Question: An EM wave from air enters a medium. The electric fields are \({\vec E_1} = {E_{01}}\hat x\cos [2\pi...

Question

An EM wave from air enters a medium. The electric fields are ${\vec E_1} = {E_{01}}\hat x\cos [2\pi \nu (\dfrac{z}{c} - t)]$ in air and ${\vec E_2} = {E_{02}}\hat x\cos [k(2z - ct)]$ in medium, where the wave number $k$ and frequency $\nu$ refer to their values in air. The medium is non-magnetic. If ${\varepsilon _{r1}}$ and ${\varepsilon _{r2}}$ refer to relative permittivity of air and medium respectively, which of the following options is correct?
A) $\dfrac{{{\varepsilon _{r1}}}}{{{\varepsilon _{r2}}}} = \dfrac{1}{4}$
B) $\dfrac{{{\varepsilon _{r1}}}}{{{\varepsilon _{r2}}}} = \dfrac{1}{2}$
C) $\dfrac{{{\varepsilon _{r1}}}}{{{\varepsilon _{r2}}}} = 4$
D) $\dfrac{{{\varepsilon _{r1}}}}{{{\varepsilon _{r2}}}} = 2$

Answer 1

Solution

We can easily solve the question if we know the standard equation of a wave in any medium i.e. ${\vec E_{}} = {E_0}\cos [kz - \omega t)]$ . We can compare the values given in the question with the one in the standard equation and find out the velocity of the waves in air and in the given medium. We can easily use the velocities to find the ratio of relative permittivity of air to that of the given medium if we remember Snell’s law.

Formula Used:
$v = \dfrac{\omega }{k}$
Where $v$ is the linear velocity of the wave, $\omega$ is the angular velocity of the wave and $k$ is the wavenumber of the wave.
$\dfrac{{{n_1}}}{{{n_2}}} = \dfrac{{{v_2}}}{{{v_1}}}$
This is Snell's law. Here ${n_1}$ and ${n_{_2}}$ are the refractive index of the mediums 1 and 2 respectively and ${v_1}$ and ${v_2}$ are the speed of the light in the medium 1 and 2 respectively.

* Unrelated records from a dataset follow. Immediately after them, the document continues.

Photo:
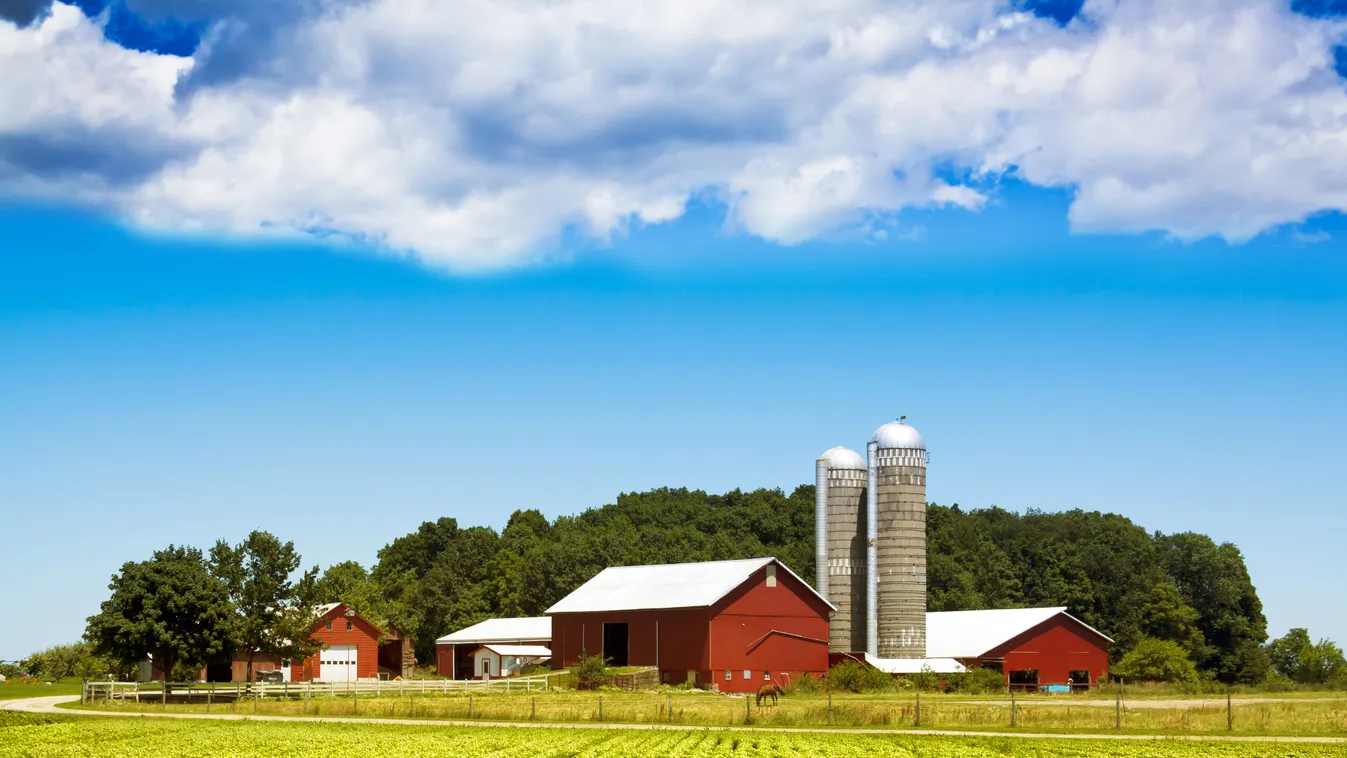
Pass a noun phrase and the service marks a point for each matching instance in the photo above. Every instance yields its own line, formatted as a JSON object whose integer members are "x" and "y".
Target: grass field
{"x": 1249, "y": 716}
{"x": 15, "y": 691}
{"x": 150, "y": 738}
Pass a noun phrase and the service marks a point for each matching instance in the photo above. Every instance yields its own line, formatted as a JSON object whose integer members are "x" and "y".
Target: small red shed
{"x": 732, "y": 624}
{"x": 1032, "y": 646}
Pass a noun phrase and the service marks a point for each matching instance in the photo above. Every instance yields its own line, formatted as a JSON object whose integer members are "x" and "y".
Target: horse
{"x": 768, "y": 691}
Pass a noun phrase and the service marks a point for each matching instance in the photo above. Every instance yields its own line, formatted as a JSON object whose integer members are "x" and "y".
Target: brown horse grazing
{"x": 769, "y": 691}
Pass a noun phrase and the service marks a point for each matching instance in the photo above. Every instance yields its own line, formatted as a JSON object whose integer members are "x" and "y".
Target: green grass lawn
{"x": 14, "y": 690}
{"x": 23, "y": 735}
{"x": 701, "y": 708}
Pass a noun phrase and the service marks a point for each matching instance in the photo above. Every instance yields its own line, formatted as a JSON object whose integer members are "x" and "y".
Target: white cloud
{"x": 473, "y": 133}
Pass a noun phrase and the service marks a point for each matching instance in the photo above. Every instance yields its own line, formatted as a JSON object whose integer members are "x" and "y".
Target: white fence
{"x": 204, "y": 692}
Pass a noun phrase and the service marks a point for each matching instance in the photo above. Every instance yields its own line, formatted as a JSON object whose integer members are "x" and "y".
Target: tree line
{"x": 1180, "y": 591}
{"x": 185, "y": 610}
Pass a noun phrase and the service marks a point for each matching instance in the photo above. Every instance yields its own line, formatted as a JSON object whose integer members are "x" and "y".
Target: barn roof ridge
{"x": 668, "y": 586}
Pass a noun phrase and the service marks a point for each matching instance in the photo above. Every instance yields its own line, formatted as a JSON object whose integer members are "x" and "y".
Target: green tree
{"x": 1214, "y": 580}
{"x": 348, "y": 582}
{"x": 1284, "y": 652}
{"x": 1320, "y": 663}
{"x": 169, "y": 607}
{"x": 275, "y": 613}
{"x": 1156, "y": 660}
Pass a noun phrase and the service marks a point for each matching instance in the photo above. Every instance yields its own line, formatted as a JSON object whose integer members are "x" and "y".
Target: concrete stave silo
{"x": 839, "y": 506}
{"x": 896, "y": 578}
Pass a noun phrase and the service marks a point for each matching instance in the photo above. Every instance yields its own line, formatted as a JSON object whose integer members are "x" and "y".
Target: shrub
{"x": 804, "y": 684}
{"x": 977, "y": 681}
{"x": 1157, "y": 660}
{"x": 592, "y": 672}
{"x": 850, "y": 676}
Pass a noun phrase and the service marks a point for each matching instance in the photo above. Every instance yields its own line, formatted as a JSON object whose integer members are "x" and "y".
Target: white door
{"x": 337, "y": 664}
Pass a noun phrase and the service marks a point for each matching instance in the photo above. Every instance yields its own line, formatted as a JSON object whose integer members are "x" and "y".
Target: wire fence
{"x": 538, "y": 700}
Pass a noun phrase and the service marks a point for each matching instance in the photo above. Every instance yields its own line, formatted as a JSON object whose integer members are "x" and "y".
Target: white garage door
{"x": 337, "y": 664}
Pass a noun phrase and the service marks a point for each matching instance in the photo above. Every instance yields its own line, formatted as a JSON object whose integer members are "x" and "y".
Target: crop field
{"x": 24, "y": 735}
{"x": 1249, "y": 716}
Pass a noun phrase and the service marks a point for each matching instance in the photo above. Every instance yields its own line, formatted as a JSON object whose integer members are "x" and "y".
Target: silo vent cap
{"x": 897, "y": 435}
{"x": 843, "y": 458}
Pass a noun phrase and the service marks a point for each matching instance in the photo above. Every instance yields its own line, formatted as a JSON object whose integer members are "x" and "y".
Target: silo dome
{"x": 897, "y": 435}
{"x": 843, "y": 458}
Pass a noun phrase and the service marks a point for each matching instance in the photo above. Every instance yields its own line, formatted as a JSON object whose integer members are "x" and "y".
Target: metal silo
{"x": 839, "y": 533}
{"x": 896, "y": 543}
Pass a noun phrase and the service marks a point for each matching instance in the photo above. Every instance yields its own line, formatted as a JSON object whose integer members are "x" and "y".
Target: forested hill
{"x": 1110, "y": 572}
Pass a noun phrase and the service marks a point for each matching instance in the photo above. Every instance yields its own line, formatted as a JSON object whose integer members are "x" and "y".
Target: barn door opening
{"x": 614, "y": 644}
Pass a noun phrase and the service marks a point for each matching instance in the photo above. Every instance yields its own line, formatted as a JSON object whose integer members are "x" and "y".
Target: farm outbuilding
{"x": 454, "y": 653}
{"x": 496, "y": 661}
{"x": 732, "y": 625}
{"x": 353, "y": 649}
{"x": 1032, "y": 646}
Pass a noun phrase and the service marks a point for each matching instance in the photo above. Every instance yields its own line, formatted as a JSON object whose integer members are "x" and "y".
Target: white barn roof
{"x": 967, "y": 634}
{"x": 670, "y": 586}
{"x": 915, "y": 665}
{"x": 520, "y": 650}
{"x": 532, "y": 629}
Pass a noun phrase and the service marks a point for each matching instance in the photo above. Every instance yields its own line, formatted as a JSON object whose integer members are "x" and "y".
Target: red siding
{"x": 364, "y": 636}
{"x": 765, "y": 630}
{"x": 781, "y": 630}
{"x": 1055, "y": 648}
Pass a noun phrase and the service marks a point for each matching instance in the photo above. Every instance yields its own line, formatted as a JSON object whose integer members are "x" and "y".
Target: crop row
{"x": 150, "y": 738}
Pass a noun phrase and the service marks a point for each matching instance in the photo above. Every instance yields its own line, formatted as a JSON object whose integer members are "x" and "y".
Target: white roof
{"x": 915, "y": 665}
{"x": 896, "y": 434}
{"x": 520, "y": 650}
{"x": 532, "y": 629}
{"x": 670, "y": 586}
{"x": 843, "y": 458}
{"x": 967, "y": 634}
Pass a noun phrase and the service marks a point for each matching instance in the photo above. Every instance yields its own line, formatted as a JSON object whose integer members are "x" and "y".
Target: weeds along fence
{"x": 535, "y": 700}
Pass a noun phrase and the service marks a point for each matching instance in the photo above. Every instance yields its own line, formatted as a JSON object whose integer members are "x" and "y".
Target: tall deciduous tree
{"x": 275, "y": 613}
{"x": 169, "y": 607}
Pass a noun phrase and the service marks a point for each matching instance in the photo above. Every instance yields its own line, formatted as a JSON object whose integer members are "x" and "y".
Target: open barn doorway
{"x": 614, "y": 644}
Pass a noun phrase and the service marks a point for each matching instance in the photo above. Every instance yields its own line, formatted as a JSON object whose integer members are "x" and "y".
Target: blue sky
{"x": 162, "y": 391}
{"x": 257, "y": 269}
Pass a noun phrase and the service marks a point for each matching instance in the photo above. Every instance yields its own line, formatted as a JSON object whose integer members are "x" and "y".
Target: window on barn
{"x": 1024, "y": 679}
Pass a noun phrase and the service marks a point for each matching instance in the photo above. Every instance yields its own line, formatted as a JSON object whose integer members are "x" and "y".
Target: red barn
{"x": 1033, "y": 646}
{"x": 730, "y": 624}
{"x": 350, "y": 648}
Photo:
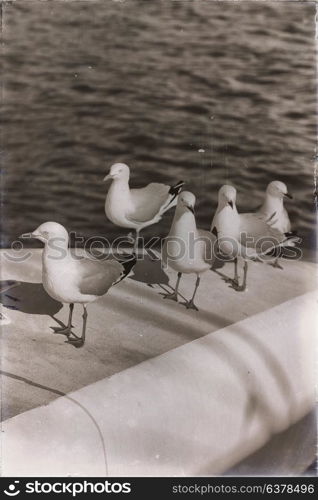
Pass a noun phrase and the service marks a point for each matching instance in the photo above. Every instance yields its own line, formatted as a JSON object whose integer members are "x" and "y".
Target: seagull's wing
{"x": 255, "y": 231}
{"x": 149, "y": 202}
{"x": 95, "y": 277}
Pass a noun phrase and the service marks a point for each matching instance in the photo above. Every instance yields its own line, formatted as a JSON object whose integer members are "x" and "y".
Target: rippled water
{"x": 208, "y": 92}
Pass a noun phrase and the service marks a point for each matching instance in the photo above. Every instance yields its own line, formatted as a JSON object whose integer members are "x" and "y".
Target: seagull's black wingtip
{"x": 175, "y": 190}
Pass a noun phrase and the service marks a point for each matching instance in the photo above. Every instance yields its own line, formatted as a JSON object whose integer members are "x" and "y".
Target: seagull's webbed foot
{"x": 189, "y": 304}
{"x": 76, "y": 342}
{"x": 234, "y": 282}
{"x": 63, "y": 330}
{"x": 276, "y": 265}
{"x": 170, "y": 296}
{"x": 239, "y": 288}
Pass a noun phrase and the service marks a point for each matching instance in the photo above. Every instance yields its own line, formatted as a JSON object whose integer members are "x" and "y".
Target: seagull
{"x": 137, "y": 208}
{"x": 186, "y": 248}
{"x": 247, "y": 235}
{"x": 72, "y": 279}
{"x": 5, "y": 287}
{"x": 273, "y": 209}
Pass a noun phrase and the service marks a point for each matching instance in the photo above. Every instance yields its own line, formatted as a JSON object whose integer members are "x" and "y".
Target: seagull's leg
{"x": 136, "y": 241}
{"x": 67, "y": 330}
{"x": 79, "y": 342}
{"x": 190, "y": 303}
{"x": 242, "y": 288}
{"x": 174, "y": 294}
{"x": 236, "y": 277}
{"x": 235, "y": 281}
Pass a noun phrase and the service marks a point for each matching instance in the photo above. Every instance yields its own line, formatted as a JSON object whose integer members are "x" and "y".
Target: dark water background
{"x": 152, "y": 84}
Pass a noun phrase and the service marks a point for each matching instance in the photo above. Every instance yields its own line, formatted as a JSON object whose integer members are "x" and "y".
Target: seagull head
{"x": 186, "y": 200}
{"x": 227, "y": 196}
{"x": 118, "y": 171}
{"x": 47, "y": 231}
{"x": 278, "y": 189}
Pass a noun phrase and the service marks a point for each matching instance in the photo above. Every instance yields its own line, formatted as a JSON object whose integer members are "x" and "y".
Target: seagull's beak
{"x": 29, "y": 235}
{"x": 288, "y": 196}
{"x": 190, "y": 207}
{"x": 109, "y": 176}
{"x": 26, "y": 235}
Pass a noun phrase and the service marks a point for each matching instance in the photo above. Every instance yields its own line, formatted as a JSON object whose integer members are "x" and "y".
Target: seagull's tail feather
{"x": 127, "y": 265}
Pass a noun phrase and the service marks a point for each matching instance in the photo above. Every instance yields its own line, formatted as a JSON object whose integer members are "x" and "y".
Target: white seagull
{"x": 273, "y": 209}
{"x": 137, "y": 208}
{"x": 186, "y": 248}
{"x": 74, "y": 279}
{"x": 247, "y": 236}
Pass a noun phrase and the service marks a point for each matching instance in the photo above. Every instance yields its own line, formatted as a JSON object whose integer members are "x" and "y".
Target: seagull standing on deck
{"x": 247, "y": 236}
{"x": 273, "y": 209}
{"x": 137, "y": 208}
{"x": 70, "y": 279}
{"x": 186, "y": 248}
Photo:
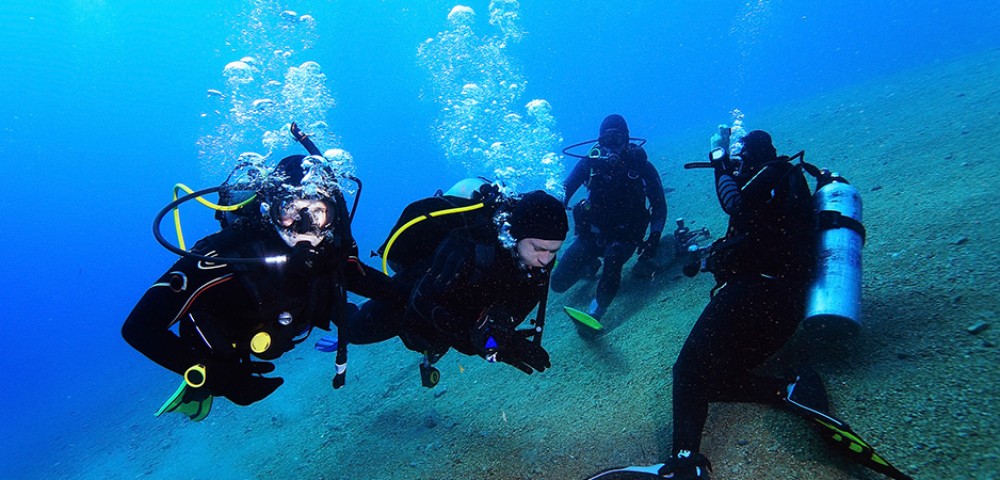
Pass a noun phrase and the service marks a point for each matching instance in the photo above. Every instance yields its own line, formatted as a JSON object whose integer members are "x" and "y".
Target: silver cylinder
{"x": 833, "y": 304}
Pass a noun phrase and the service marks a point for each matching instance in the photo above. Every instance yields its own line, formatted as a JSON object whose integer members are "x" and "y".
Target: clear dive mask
{"x": 304, "y": 220}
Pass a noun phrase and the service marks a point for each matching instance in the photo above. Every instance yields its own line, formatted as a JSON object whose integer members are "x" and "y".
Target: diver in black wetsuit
{"x": 231, "y": 312}
{"x": 611, "y": 221}
{"x": 480, "y": 284}
{"x": 762, "y": 268}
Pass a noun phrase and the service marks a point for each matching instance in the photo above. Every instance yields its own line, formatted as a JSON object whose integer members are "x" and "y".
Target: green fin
{"x": 840, "y": 434}
{"x": 848, "y": 442}
{"x": 193, "y": 402}
{"x": 583, "y": 317}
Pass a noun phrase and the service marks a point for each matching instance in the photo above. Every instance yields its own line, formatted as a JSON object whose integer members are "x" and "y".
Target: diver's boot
{"x": 685, "y": 465}
{"x": 806, "y": 395}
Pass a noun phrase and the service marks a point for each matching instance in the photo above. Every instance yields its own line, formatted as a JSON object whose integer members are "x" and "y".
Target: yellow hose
{"x": 213, "y": 206}
{"x": 400, "y": 230}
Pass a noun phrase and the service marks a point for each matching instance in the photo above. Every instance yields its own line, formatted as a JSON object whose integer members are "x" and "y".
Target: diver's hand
{"x": 241, "y": 382}
{"x": 720, "y": 139}
{"x": 647, "y": 249}
{"x": 498, "y": 342}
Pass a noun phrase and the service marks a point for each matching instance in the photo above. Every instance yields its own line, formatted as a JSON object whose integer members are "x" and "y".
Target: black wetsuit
{"x": 763, "y": 266}
{"x": 612, "y": 220}
{"x": 470, "y": 277}
{"x": 218, "y": 308}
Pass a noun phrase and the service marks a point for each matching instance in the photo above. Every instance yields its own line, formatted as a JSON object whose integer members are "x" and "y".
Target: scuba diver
{"x": 763, "y": 267}
{"x": 488, "y": 270}
{"x": 611, "y": 221}
{"x": 245, "y": 295}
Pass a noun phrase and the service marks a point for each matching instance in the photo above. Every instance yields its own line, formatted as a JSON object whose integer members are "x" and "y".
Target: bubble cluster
{"x": 483, "y": 126}
{"x": 266, "y": 89}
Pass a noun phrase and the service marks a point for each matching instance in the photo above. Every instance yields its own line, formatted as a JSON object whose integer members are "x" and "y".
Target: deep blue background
{"x": 100, "y": 114}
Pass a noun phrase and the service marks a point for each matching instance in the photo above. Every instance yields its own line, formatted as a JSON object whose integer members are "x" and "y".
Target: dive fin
{"x": 841, "y": 436}
{"x": 629, "y": 473}
{"x": 193, "y": 402}
{"x": 583, "y": 317}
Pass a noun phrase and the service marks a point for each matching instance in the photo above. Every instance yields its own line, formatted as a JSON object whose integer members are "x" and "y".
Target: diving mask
{"x": 303, "y": 220}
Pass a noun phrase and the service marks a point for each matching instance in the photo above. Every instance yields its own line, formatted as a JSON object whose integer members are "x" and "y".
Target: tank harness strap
{"x": 540, "y": 318}
{"x": 830, "y": 219}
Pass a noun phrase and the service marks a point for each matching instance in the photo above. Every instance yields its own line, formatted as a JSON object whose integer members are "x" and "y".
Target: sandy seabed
{"x": 916, "y": 383}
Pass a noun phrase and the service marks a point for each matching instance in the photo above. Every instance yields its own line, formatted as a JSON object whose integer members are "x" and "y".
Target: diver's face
{"x": 613, "y": 139}
{"x": 304, "y": 221}
{"x": 537, "y": 253}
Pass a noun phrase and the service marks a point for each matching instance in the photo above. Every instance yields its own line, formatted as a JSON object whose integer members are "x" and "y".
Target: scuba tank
{"x": 833, "y": 304}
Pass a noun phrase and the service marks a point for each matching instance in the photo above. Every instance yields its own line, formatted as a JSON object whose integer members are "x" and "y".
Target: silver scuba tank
{"x": 833, "y": 304}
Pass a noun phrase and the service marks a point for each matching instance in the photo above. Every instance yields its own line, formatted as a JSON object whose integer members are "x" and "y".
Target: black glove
{"x": 647, "y": 249}
{"x": 240, "y": 381}
{"x": 719, "y": 158}
{"x": 499, "y": 342}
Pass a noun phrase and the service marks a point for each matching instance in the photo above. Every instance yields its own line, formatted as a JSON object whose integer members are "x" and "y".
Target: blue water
{"x": 101, "y": 114}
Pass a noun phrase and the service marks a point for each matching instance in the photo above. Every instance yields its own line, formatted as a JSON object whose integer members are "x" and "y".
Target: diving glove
{"x": 647, "y": 249}
{"x": 240, "y": 381}
{"x": 502, "y": 343}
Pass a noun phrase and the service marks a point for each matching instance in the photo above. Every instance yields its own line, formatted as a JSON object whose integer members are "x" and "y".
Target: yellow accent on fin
{"x": 583, "y": 318}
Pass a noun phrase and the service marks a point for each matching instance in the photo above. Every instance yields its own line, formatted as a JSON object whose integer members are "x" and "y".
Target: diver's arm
{"x": 148, "y": 326}
{"x": 452, "y": 262}
{"x": 575, "y": 179}
{"x": 654, "y": 193}
{"x": 728, "y": 193}
{"x": 369, "y": 282}
{"x": 758, "y": 190}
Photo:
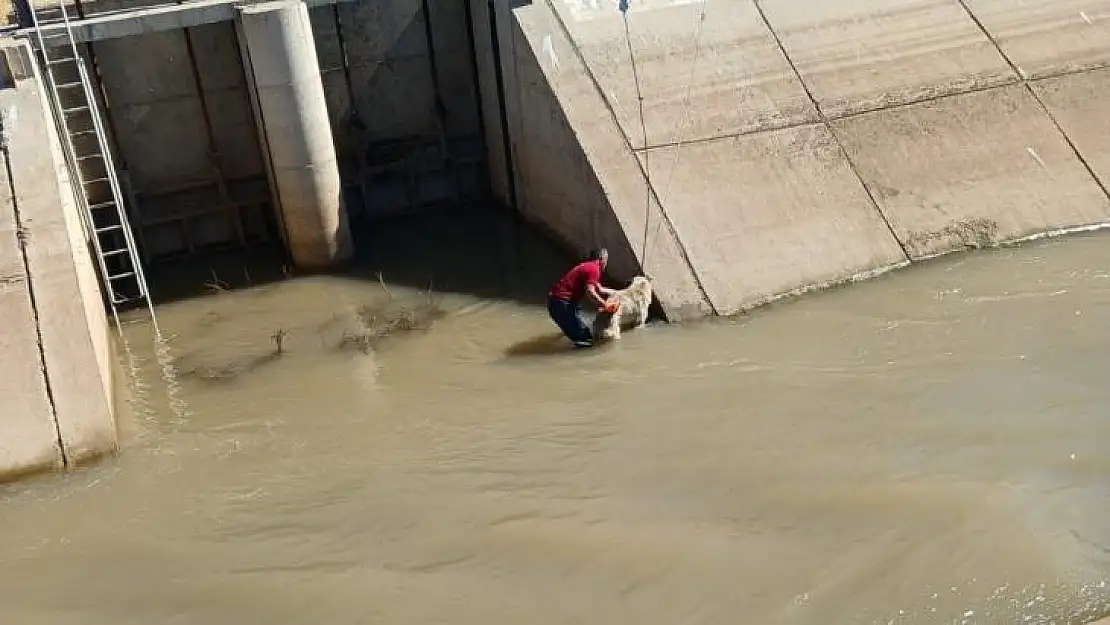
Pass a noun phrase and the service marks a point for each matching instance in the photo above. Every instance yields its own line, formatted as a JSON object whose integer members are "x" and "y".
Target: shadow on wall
{"x": 558, "y": 187}
{"x": 484, "y": 251}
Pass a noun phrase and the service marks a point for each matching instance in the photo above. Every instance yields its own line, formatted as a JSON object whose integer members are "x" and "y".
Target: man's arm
{"x": 597, "y": 293}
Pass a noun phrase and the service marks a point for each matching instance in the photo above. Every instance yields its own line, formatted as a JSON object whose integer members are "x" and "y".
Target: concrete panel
{"x": 1048, "y": 38}
{"x": 82, "y": 410}
{"x": 339, "y": 112}
{"x": 143, "y": 69}
{"x": 453, "y": 62}
{"x": 742, "y": 81}
{"x": 576, "y": 173}
{"x": 772, "y": 213}
{"x": 28, "y": 435}
{"x": 396, "y": 99}
{"x": 235, "y": 137}
{"x": 491, "y": 111}
{"x": 289, "y": 94}
{"x": 218, "y": 62}
{"x": 163, "y": 143}
{"x": 863, "y": 54}
{"x": 159, "y": 18}
{"x": 1078, "y": 103}
{"x": 324, "y": 31}
{"x": 971, "y": 170}
{"x": 383, "y": 32}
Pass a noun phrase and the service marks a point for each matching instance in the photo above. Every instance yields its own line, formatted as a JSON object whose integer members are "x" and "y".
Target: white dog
{"x": 633, "y": 303}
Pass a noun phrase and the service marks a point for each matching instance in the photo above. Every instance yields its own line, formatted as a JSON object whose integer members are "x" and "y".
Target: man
{"x": 583, "y": 280}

Complete step by step answer:
The standard equation of any wave in any medium is given by;
${\vec E_{}} = {E_0}\cos [kz - \omega t)]$
By comparing the equation of the wave in air i.e., ${\vec E_1} = {E_{01}}\hat x\cos [2\pi \nu (\dfrac{z}{c} - t)]$ with the standard equation of waves, we get
$k = \dfrac{{2\pi \nu }}{c}$ and $\omega = 2\pi \nu$ .
Where $k$ is the wave number of the wave, $\nu$ is the frequency of the wave, $c$ is the speed of light and $\omega$ is the angular velocity of the wave.
$\Rightarrow {v_{air}} = \dfrac{\omega }{k} = c$
By comparing the equation of the wave in the given medium ${\vec E_2} = {E_{02}}\hat x\cos [k(2z - ct)]$ with the standard equation of waves, we get
$k = 2k$ And $\omega = kc$
$\Rightarrow {v_{medium}} = \dfrac{\omega }{k} = \dfrac{c}{2}$
Using Snell’s law,
$\dfrac{{{n_{air}}}}{{{n_{medium}}}} = \dfrac{{{v_{medium}}}}{{{v_{air}}}}$
Where ${n_{air}}$ is the refractive index of air, ${n_{medium}}$ is the refractive index of given medium, ${v_{air}}$ is the speed of wave in air and ${v_{medium}}$ is the speed is wave in the given medium.
$\Rightarrow \dfrac{{{n_{air}}}}{{{n_{medium}}}} = \dfrac{1}{2}$
We know that the permittivity of a medium $\varepsilon$ is directly proportional to the square of refractive index of the medium ${n^2}$ ,
$\dfrac{{{\varepsilon _{r1}}}}{{{\varepsilon _{r2}}}} = \dfrac{{{n_1}^2}}{{{n_2}^2}}$
$\Rightarrow \dfrac{{{\varepsilon _{r1}}}}{{{\varepsilon _{r2}}}} = \dfrac{1}{4}$

Hence, the correct option is (A).

Note: While comparing any wave equation with the standard wave equation we should be careful with the angular velocity part and the wave number part. The comparison should be done only after proper rearrangement. If proper arrangement will not be there we can get errors in the result. Also we should be careful while writing the velocity and refractive index equation.